Jury finds Shannon Gilday guilty but mentally ill in murder of Kentucky lawmaker’s daughter

SHELBY COUNTY, Ky. (ABC 36 NEWS NOW) — A jury found Shannon Gilday guilty but mentally ill on all six charges connected to the murder of Jordan Morgan, the 32-year-old daughter of former Kentucky lawmaker C. Wesley Morgan.
Gilday was convicted of fatally shooting Jordan Morgan in her bed in February 2022 at her father’s Madison County mansion. Prosecutors said Gilday broke into the Morgan family home and shot Jordan in her bed.
The defense claimed he was in peak psychosis — gripped by delusions of an impending nuclear war — and trying to reach the family’s “doomsday bunker.”
In closing statements, Gilday’s defense attorney focused on mental illness, describing months of escalating paranoia she said reached peak psychosis the night of the killing.
Defense attorney Kim Green did not dispute the facts of the case but portrayed a young man consumed by delusions. She told jurors Gilday was convinced a nuclear holocaust was imminent, claiming “voices” from the government instructed him to find shelter to save his family.
“It’s hard to even imagine the nightmare he was living.
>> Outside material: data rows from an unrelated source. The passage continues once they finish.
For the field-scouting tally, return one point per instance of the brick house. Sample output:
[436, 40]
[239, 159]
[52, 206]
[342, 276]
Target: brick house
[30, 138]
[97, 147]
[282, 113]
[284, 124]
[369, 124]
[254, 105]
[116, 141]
In his mind, he had been told there is going to be a nuclear holocaust. Not just reading articles and thinking it’s going to happen, he is told it’s going to happen,” Green said.
According to the defense, Gilday studied nuclear war, researched bunkers, and believed he had no choice. One court-appointed expert called the case “textbook” for the insanity defense.
Green reminded jurors their task was not to make anyone whole again, but to reach a verdict on Gilday’s mental state.
“Jordan Morgan should not be dead, and we must remember her name. The question is why,” Green said.
“The question is why, and the answer to that question is mental illness to the point of insanity,” Green said.
Prosecutors urged jurors not to accept the defense’s argument. Commonwealth’s Attorney Todd Willard acknowledged Gilday’s mental illness but argued it did not meet Kentucky’s legal definition of insanity, which requires the defendant to be incapable of recognizing their actions as wrong and illegal.
Willard said the evidence proves Gilday knew exactly what he was doing, pointing to actions after the shooting: escaping the scene, trying to ditch evidence, and killing Morgan to stop her from calling 911.
“He knew it before, he knew it at the time, he knew it then,” Willard said.
The prosecution replayed the night’s events: planning the attack, climbing scaffolding to enter the home, firing through a door, and shooting Jordan Morgan with an AR-15, leaving 25 gunshot wounds and causing her to bleed out.
“We also know Jordan was awake when she was shot. The defendant fired the weapon through the door upstairs to get inside. We also know it because when he came inside, Jordan said, ‘please don’t,’ but he did it anyway,” Willard said.
In a final plea, Willard urged jurors not to leave their “common sense” outside the courtroom, using Jordan’s last words — “please don’t” — as his close.